Healthcare companies often soar in reputation ratings, but a W2O report found they struggle with relevance.

The analysis measured how well healthcare organizations are engaging their stakeholders by giving each company a relevance score. That number is based on factors like CEO approval and impact, employee engagement, financial analyst coverage, search performance and doctor and patient reviews, said Gary Grates, principal at W2O.

Based on those scores, only 2% of the 100 healthcare companies measured had “resilient” relevance, while 72% had either “susceptible” or “weak” relevance. W2O did not release a list of the top 100 healthcare companies by name.

Grates added that most healthcare companies have pretty good control of their company narratives, both internal and external, and their CEO relevance is strong.

“Areas to pay attention to are employees; they need to have a similar understanding of an organization’s vision, its values and its future,” he said. “Healthcare companies are proud of the fact that they’re patient-centric and looking at the world through patients’ eyes. Employees are a big part of that, too. They also need to pay attention to search and helping stakeholders find and maintain an understanding of the business and how it’s being positioned.”

W2O has issued a separate relevance report for Fortune 100 companies for the past two years. Brands such as Facebook, Google, Delta Air Lines, Walt Disney, Apple, Costco and Amazon have topped the list.

Compared to reputation data, the relevance report gives companies an idea of their “current place in the world,” instead of what consumers think of the brand, Grates said.

The report also measured the news and social issues that drove relevance in the healthcare industry. Topping that list is opioids, drug pricing, drug recalls and President Donald Trump’s statements on healthcare.

For brands to be relevant, it’s not simply commenting or being reactive to those issues, but being out there as part of the solution and having a distinct point of view and discussion about them, Grates explained.

“How many organizations just communicate for communications’ sake?” he asked. “If it’s not moving the needle and not making people smarter, more confident or pushing or affecting change, it’s not relevance. If we’re not relevant, we don’t exist. With all those topics, there’s a recognition and expectation by the marketplace that organizations in the healthcare field need to be part of those discussions.”
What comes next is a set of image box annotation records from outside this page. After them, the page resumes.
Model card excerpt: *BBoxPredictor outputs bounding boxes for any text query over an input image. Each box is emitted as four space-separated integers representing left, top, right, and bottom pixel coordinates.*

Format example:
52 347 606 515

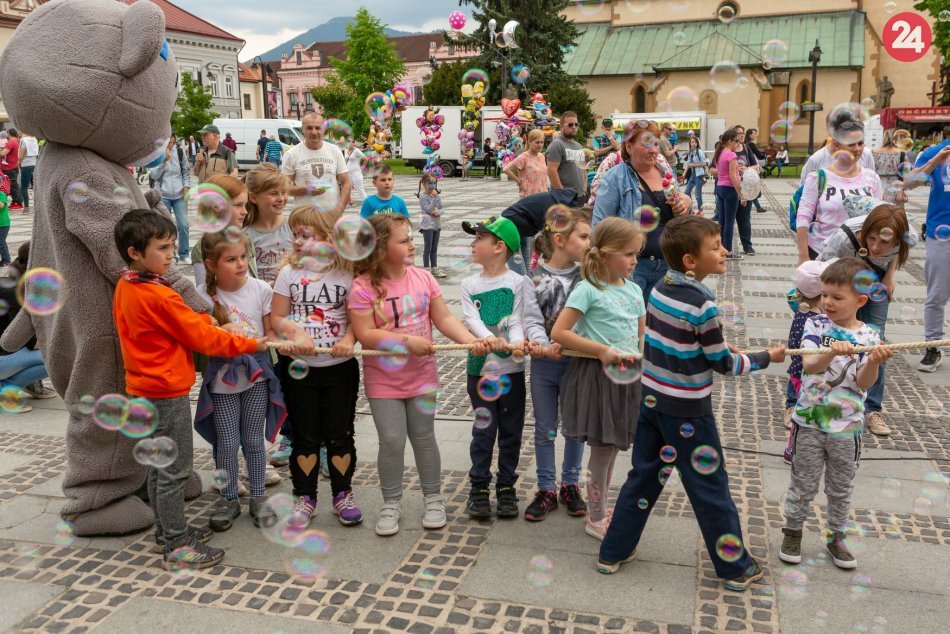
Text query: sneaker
287 495 317 528
376 502 399 537
584 509 614 541
597 548 637 575
162 535 224 570
270 436 294 467
208 497 241 533
23 381 56 399
249 495 277 528
495 487 518 517
558 484 587 517
320 446 330 479
333 491 363 526
864 412 891 437
422 493 446 528
778 528 802 564
917 348 943 372
827 532 858 570
152 526 214 553
524 490 557 522
723 559 765 592
465 487 491 520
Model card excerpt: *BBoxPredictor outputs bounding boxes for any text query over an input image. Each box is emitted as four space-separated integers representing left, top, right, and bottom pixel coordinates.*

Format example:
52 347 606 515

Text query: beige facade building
555 0 940 147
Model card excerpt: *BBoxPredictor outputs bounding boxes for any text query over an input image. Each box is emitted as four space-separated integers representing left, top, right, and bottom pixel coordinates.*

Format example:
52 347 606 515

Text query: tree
914 0 950 106
172 73 218 139
330 7 406 136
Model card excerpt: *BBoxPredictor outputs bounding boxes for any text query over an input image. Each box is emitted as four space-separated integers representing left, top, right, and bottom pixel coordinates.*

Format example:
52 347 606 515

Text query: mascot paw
185 471 203 500
63 495 155 537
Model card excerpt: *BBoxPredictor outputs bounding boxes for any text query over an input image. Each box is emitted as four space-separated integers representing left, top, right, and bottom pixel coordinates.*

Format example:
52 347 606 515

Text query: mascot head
0 0 178 165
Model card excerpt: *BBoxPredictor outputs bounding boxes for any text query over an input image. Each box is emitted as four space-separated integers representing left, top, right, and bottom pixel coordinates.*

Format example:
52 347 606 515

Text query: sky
172 0 472 60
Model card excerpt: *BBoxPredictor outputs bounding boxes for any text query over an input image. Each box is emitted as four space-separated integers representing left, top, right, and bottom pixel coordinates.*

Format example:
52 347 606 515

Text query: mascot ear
119 2 165 77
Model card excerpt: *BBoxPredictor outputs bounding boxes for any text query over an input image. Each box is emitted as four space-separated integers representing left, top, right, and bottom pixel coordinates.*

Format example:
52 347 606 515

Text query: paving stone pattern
0 177 950 633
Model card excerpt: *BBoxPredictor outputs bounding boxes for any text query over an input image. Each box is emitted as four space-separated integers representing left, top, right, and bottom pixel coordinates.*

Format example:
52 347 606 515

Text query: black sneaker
152 526 214 553
723 559 765 592
162 535 224 570
465 487 491 520
524 491 557 522
827 533 858 570
917 348 943 372
208 498 241 533
495 487 518 517
778 528 802 564
559 484 587 517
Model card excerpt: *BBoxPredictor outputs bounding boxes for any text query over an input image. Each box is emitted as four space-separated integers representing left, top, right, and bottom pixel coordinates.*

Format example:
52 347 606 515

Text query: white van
214 119 303 170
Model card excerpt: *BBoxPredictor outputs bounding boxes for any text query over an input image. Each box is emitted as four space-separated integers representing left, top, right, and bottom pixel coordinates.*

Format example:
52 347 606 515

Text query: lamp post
253 55 270 119
808 40 821 156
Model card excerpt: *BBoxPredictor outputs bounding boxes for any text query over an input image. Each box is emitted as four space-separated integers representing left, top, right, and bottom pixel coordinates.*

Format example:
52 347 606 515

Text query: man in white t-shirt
288 112 350 213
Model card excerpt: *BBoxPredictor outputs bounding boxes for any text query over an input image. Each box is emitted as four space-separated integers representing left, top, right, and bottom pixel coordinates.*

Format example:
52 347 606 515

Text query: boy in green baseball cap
461 216 533 519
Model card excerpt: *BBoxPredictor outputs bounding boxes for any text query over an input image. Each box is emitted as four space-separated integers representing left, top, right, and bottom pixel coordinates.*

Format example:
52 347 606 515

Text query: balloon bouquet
416 106 445 179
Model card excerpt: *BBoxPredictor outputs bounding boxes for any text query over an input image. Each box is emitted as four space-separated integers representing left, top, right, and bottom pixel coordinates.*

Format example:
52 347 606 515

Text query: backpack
788 170 828 231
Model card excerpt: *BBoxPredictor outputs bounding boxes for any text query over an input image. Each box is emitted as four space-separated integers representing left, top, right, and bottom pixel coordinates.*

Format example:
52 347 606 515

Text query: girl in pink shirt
349 214 489 535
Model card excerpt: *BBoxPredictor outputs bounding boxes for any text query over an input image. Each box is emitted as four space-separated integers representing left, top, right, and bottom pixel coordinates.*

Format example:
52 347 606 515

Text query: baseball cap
462 216 521 253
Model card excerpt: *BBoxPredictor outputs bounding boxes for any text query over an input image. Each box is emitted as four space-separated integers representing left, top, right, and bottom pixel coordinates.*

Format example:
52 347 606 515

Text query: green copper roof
564 11 865 77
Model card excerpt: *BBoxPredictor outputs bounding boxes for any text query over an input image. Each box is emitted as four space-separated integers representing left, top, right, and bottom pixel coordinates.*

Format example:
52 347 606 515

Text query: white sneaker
422 493 446 528
376 502 399 537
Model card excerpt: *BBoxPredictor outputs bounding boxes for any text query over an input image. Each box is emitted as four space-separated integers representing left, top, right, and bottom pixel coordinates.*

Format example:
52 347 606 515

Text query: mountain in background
253 17 420 62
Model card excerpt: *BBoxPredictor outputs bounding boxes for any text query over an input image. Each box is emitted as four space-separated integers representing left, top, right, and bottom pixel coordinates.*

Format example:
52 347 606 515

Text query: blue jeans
0 348 49 387
510 237 531 275
716 185 739 253
531 359 584 491
632 258 669 302
683 173 706 209
600 405 752 579
162 198 190 260
20 165 36 207
858 299 891 412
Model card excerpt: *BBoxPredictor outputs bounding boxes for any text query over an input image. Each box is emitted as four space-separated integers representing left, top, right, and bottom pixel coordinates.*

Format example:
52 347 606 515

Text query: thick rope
267 339 950 359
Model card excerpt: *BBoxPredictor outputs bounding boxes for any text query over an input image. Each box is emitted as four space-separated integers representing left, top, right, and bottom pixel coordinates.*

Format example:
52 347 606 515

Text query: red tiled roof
124 0 244 42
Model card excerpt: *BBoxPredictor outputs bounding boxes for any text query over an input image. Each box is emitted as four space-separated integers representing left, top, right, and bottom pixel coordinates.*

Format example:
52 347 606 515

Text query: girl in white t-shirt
274 205 363 528
195 232 285 531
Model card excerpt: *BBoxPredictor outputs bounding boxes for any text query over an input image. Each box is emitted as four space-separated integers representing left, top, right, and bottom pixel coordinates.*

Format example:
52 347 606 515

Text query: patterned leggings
211 381 269 500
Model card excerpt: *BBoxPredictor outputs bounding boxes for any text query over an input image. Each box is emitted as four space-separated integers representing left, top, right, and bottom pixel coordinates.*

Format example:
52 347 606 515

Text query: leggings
369 394 442 502
211 381 270 500
422 229 442 268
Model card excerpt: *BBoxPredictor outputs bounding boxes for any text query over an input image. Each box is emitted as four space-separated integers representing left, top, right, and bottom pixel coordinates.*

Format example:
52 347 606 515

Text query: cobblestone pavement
0 177 950 633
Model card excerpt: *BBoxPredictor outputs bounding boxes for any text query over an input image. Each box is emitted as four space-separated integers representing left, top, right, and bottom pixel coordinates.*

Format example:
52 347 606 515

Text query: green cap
462 216 521 253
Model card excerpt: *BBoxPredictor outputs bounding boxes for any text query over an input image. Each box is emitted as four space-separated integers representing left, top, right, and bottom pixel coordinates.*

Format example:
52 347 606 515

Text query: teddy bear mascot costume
0 0 208 535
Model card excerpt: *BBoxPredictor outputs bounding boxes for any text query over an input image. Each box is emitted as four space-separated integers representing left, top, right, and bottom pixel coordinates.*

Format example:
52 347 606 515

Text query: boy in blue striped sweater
597 216 785 592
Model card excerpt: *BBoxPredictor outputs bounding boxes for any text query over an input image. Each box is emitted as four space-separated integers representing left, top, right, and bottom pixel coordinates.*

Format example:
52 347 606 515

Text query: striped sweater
643 278 770 418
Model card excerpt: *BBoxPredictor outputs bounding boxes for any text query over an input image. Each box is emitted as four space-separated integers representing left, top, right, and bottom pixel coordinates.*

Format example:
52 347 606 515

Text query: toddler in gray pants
779 258 893 569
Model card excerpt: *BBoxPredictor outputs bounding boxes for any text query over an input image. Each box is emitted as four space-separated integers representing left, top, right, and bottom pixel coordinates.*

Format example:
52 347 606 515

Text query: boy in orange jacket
112 209 265 570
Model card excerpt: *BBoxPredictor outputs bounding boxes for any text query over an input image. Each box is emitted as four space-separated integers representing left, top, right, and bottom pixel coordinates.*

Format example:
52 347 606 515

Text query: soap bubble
188 183 234 233
119 398 158 438
92 394 129 431
66 181 89 204
709 60 742 94
17 267 66 315
475 407 492 429
333 216 376 262
716 533 744 563
691 445 721 475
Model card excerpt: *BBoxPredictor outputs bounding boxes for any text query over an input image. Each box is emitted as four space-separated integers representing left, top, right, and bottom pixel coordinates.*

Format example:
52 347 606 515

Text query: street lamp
808 40 821 156
251 55 270 119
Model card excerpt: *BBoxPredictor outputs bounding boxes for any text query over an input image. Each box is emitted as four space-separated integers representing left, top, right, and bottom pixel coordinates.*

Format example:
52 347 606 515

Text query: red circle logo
881 11 933 62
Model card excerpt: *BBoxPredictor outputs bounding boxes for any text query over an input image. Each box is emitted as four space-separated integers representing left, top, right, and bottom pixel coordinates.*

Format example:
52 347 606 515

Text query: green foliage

Although most healthcare companies struggle with relevance, Grates said they’re becoming “much more attuned to how they need to present themselves in terms of narrative, the stories being told, [and] how they’re communicating the way they’re operating in the marketplace.”

He also noted that improving relevance can help healthcare organizations with recruitment and retention and help them stand out as healthcare and health technology become even more prominent.

“The merging of healthcare and tech is so prominent in business and society and the way we govern,” Grates said. “It is such a big part of the way in which society interacts with one another. As a healthcare business, you have to be relevant and have to be a player in what’s happening in pricing, value, efficacy, safety and research and development. There is a realization by healthcare organizations this is in fact the way we have to work.”